Running BAT_summarize
(again)
The next step was to run BAT_summarize
to see if summary bedGraph and text files would play well with BAT_overview.R
and BAT_DMRcalling
. I simply ran my script again and checked the number of columns in the output files:
(base) [yaamini.venkataraman@poseidon-l2 5_pop_diff]$ awk '{print NF}' *summary*bedgraph | head
10
10
10
10
10
10
10
10
10
10
There is no difference in the number of columns between the header and data rows! The output files can be found in this directory.
Trying BAT_overview
(again)
Moment of truth! I wanted to use one of the output bedGraphs to try BAT_overview
. If I end up with the same errors, then there is an another issue I am not aware of yet.

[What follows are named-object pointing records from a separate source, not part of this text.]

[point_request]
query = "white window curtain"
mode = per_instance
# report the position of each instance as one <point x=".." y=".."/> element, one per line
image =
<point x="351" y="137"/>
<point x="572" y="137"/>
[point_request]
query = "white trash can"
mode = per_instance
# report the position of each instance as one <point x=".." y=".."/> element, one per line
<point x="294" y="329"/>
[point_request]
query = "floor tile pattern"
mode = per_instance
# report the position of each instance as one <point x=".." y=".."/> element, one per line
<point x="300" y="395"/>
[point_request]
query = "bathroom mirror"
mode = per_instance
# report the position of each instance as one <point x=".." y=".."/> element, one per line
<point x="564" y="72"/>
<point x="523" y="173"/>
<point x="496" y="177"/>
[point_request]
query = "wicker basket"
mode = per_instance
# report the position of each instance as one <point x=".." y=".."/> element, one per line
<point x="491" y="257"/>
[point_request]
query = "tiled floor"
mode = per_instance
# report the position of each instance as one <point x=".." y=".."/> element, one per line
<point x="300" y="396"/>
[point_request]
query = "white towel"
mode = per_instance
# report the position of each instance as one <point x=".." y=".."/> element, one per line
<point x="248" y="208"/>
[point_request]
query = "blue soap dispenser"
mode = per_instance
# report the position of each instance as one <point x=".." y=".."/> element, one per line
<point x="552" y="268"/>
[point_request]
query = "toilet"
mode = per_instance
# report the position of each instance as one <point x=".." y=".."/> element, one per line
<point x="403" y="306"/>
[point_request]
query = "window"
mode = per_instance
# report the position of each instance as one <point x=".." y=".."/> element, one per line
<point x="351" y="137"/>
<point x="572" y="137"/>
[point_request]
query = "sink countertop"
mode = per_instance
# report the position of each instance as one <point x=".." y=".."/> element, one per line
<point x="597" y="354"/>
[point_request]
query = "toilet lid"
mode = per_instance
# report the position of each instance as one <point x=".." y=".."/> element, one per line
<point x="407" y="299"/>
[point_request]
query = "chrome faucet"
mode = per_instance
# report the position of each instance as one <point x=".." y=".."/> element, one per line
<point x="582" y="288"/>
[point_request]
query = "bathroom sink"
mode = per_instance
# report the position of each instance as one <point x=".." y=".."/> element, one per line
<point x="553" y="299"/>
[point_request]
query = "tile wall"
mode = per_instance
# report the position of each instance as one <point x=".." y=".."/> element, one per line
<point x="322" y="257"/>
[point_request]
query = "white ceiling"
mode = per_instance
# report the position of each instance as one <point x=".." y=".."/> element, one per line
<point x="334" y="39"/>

Singularity> BAT_overview.R \
> -i /scratch/05-analysis/summarize/all_pop/all_pop_summary_N_S.bedgraph \
> -o /scratch/05-analysis/overview/all_pop \
> --groups N,S
[INFO] Mon May 09, 11:37:42 AM, 2022 BAT_overview v0.1 started
[INFO] Mon May 09, 11:37:42 AM, 2022 Checking flags
[INFO] Mon May 09, 11:37:42 AM, 2022 Reading input /scratch/05-analysis/summarize/all_pop/all_pop_summary_N_S.bedgraph
[INFO] Mon May 09, 11:37:42 AM, 2022 Plot statistics to /scratch/05-analysis/overview/all_pop.pdf
IT WORKS. I drafted a new script for BAT_overview
and updated the environmental variable information. I then ran my SLURM script. Half of the contrasts produced output, while the other half didn’t:
Oxygen within NB: Normoxia vs. Hypoxia
[INFO] Mon May 09, 12:04:56 PM, 2022 BAT_overview v0.1 started
[INFO] Mon May 09, 12:04:56 PM, 2022 Checking flags
[INFO] Mon May 09, 12:04:56 PM, 2022 Reading input /scratch/05-analysis/summarize/20_5_N/N_summary_20_5.bedgraph
Error in main() :
Required group identfier for group 1 not found in input.
Execution halted
Oxygen within NB: Normoxia vs. OC
[INFO] Mon May 09, 12:04:56 PM, 2022 BAT_overview v0.1 started
[INFO] Mon May 09, 12:04:56 PM, 2022 Checking flags
[INFO] Mon May 09, 12:04:56 PM, 2022 Reading input /scratch/05-analysis/summarize/20_OC_N/N_summary_20_OC.bedgraph
Error in main() :
Required group identfier for group 1 not found in input.
Execution halted
Oxygen within SC: Normoxia vs. Hypoxia
[INFO] Mon May 09, 12:04:56 PM, 2022 BAT_overview v0.1 started
[INFO] Mon May 09, 12:04:56 PM, 2022 Checking flags
[INFO] Mon May 09, 12:04:56 PM, 2022 Reading input /scratch/05-analysis/summarize/20_5_S/S_summary_20_5.bedgraph
Error in main() :
Required group identfier for group 1 not found in input.
Execution halted
Oxygen within SC: Normoxia vs. OC
[INFO] Mon May 09, 12:04:57 PM, 2022 BAT_overview v0.1 started
[INFO] Mon May 09, 12:04:57 PM, 2022 Checking flags
[INFO] Mon May 09, 12:04:57 PM, 2022 Reading input /scratch/05-analysis/summarize/20_OC_S/S_summary_20_OC.bedgraph
Error in main() :
Required group identfier for group 1 not found in input.
Execution halted
It seems like “20” may not be an appropriate group identifier? I went back to my BAT_summarize
code and used “NO” and “HY” to specify normoxia and hypoxia, respectively. I made the same change in my BAT_overview
code. I reran BAT_summarize
and BAT_overview
for these contrasts and it worked! The BAT_overview
output can be found in this directory.
BAT_overview
results
I looked through the pdfs produced by BAT_overview
and there were some things I noticed:
- The hierarchical clustering didn’t perfectly distinguish between the groups I was comparing (population or oxygen condition). This isn’t a big problem when comparing normoxia vs. outside control, but strange when comparing the two populations or normoxia vs. hypoxia (Note: clustering was done using a euclidean distance matrix and Ward method).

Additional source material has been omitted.